May 29, 2017
New Requirements for Toronto Apartment Buildings
As of July 1, 2017, a new set of requirements will be included in the Toronto Municipal Code. These will apply to apartment buildings with three or more storeys and ten or more units. This is not applicable to co-operative housing, long-term care facilities or licensed retirement homes. It is also not applicable to condominiums, even those that contain many investor-owned and rented units.
Highlights of new requirements include:
- Apartment owner must register each building annually and pay a fee. Annual registration must include information about the building owners and operators, a description of the security features, a description of sub-metering features, and other information that may be required by the Executive Director, Municipal Licensing and Standards.
- Apartment owner must put in place a tenant request tracking system and meet requirements with respect to responding to requests (within 1 day for urgent requests and within 7 days for non-urgent requests). Requests are urgent if they are related to the discontinuance of the following vital services: fuel, electricity, gas, heat, hot or cold water or the breach of building security or suite security, or breach of building envelope.
- Apartment owner must post a notice board to communicate with owners. The board must tell them about service disruptions, upcoming capital work, cleaning plans, emergency contacts, the location of the nearest cool space, and copies of work orders and Municipal Licensing and Standards audits.
- Pest management plans must be in place including a restriction that an apartment cannot be rented if pests are known to be present in the unit.
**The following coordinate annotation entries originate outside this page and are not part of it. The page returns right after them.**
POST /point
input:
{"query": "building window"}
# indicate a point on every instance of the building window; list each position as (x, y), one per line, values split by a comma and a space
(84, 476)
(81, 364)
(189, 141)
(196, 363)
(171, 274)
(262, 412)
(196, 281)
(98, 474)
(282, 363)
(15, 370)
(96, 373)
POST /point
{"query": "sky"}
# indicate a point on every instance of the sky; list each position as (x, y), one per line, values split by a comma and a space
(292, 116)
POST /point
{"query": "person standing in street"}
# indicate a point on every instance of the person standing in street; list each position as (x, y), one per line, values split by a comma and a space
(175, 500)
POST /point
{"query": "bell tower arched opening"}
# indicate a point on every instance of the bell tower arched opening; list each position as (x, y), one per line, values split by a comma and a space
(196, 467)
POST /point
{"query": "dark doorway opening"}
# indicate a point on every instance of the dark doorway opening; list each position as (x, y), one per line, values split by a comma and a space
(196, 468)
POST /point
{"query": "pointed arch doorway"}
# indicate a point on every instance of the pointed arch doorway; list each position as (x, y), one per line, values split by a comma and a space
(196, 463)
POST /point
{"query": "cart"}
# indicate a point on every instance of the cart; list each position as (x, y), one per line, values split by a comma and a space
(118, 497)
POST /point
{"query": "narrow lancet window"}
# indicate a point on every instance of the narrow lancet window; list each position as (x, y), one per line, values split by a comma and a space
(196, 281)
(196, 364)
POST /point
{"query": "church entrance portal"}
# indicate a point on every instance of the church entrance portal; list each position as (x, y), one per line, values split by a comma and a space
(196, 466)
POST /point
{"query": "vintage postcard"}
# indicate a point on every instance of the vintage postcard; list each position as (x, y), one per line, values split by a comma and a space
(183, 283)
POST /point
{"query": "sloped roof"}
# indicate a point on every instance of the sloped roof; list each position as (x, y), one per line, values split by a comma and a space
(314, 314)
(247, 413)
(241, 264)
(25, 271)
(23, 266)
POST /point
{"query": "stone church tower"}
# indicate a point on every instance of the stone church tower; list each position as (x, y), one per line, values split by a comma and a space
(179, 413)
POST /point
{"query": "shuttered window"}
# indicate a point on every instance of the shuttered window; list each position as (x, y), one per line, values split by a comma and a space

- Waste management plans must be in place including information about how required diversion will be completed.
- Cleaning plan must be in place, committing to routine inspections and cleaning, including how emergency cleaning needs will be met.
- Apartment owner must have a state-of-good repair capital plan in place, and must make this available to tenants and prospective tenants upon request. The requirements include very little information about this plan other than that it must include a list of “capital elements” and the years when they are planned for replacement or upgrading. The term “capital plan” infers that budgets will be provided, but this is not specifically indicated, so until clarification is provided, we assume a one-page summary of elements and repair timing will be sufficient.
- The building owner must keep, for at least 24 months, a record of activities undertaken to comply with these new requirements (tenant request log, cleaning log, pest control log etc.).
- A unit cannot be rented if a work order is open on the unit.
- The City can do inspections, pre-audits, audits and follow-up and the costs of these services will be charged to the building owner per a defined schedule of rates (except for social housing providers, who do not have to pay).
Anyone who commits an offence under the new chapter requirements is guilty of an offence and can be fined up to $100,000.
The City may implement a tenant engagement program to make tenants aware of their rights related to these new requirements.